L’appel du central vingt minutes plus tôt les avait forcés à enfiler la veste pour affronter la fraîcheur d’une matinée de grisaille. Une intervention dont ils se seraient bien passés après une nuit de garde agitée. Le coup de fil provenait d’un anonyme, inintelligible qui plus est. Peu de détails pour évaluer la gravité de la situation. Mais la voix masculine avait clairement évoqué « un mort ».
Derrière le filet de brume, un début de sous-bois de part et d’autre de la demeure. Aucune clôture pour séparer la bâtisse de ce qui s’apparentait comme un inévitable piège végétal. Les deux hommes progressèrent, toujours sur leurs gardes. Un chemin de dalles fissurées disposées à intervalles irréguliers sur la terre les guida au travers d’une pelouse sèche et délabrée.
Qui donc pouvait s’aventurer ici ? Les jeunes adoraient pareil lieu, mais le message du central évoquait clairement un homme. Un inconscient de plus qui aurait fait une mauvaise rencontre ?
Sur le pas de la porte, l’un des brigadiers examina l’habitation. La façade traduisait sans aucun doute un état d’abandon, mais un rapide coup d’oeil par l’une des vitres suffit à remettre en cause son jugement. N’goko lança un geste du doigt.
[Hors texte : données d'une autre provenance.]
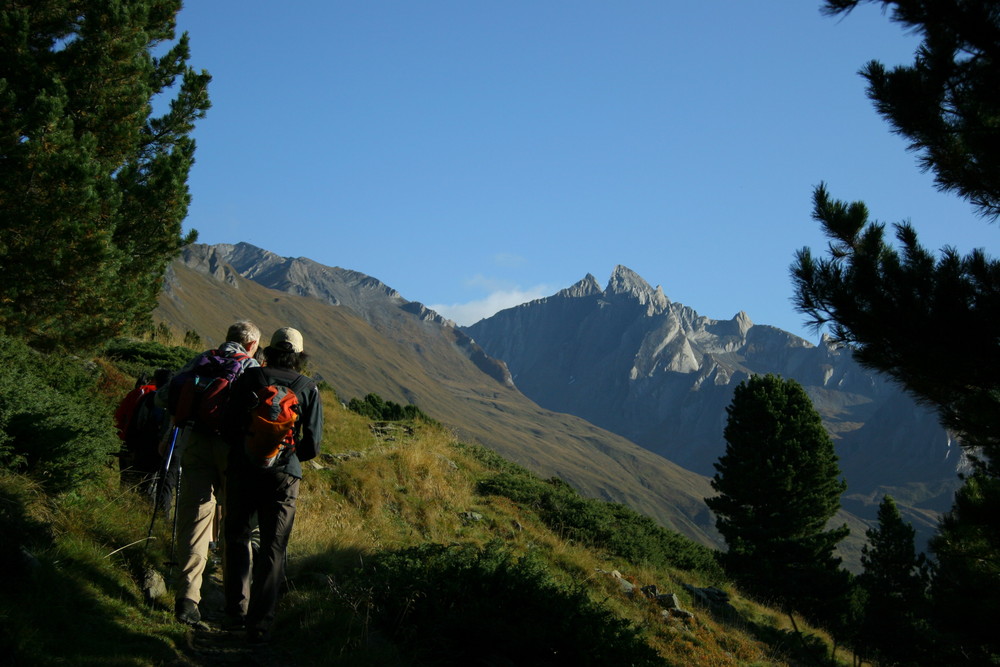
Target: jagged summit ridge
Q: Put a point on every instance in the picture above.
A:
(625, 282)
(663, 375)
(588, 286)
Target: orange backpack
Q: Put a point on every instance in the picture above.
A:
(273, 427)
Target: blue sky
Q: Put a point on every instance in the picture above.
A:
(476, 154)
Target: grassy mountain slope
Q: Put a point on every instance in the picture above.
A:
(409, 549)
(419, 365)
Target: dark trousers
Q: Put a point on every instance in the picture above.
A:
(272, 497)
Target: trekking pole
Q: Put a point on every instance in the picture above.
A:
(173, 534)
(158, 485)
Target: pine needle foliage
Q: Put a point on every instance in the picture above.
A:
(894, 627)
(93, 184)
(779, 485)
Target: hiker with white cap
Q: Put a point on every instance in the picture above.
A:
(274, 421)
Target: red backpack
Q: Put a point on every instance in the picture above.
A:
(273, 427)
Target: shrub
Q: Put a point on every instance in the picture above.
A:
(54, 425)
(374, 407)
(463, 605)
(137, 357)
Le premier coup sur la porte fut timide. La nervosité gagnait les deux agents, une appréhension certaine sur la suite des événements. Rodant se ressaisit et toqua plus fermement.
- Police nationale ! S’il y a quelqu’un, ouvrez !
Le silence perdura.
N’goko déposa lentement sa main sur la poignée. Un froid peu ordinaire s’empara de lui, une sensation qu’il n’avait ressenti qu’une seule fois auparavant. La sphère pivota d’un demi-tour dans le creux de sa main moite et libéra l’accès sur un étroit couloir plongé dans l’obscurité.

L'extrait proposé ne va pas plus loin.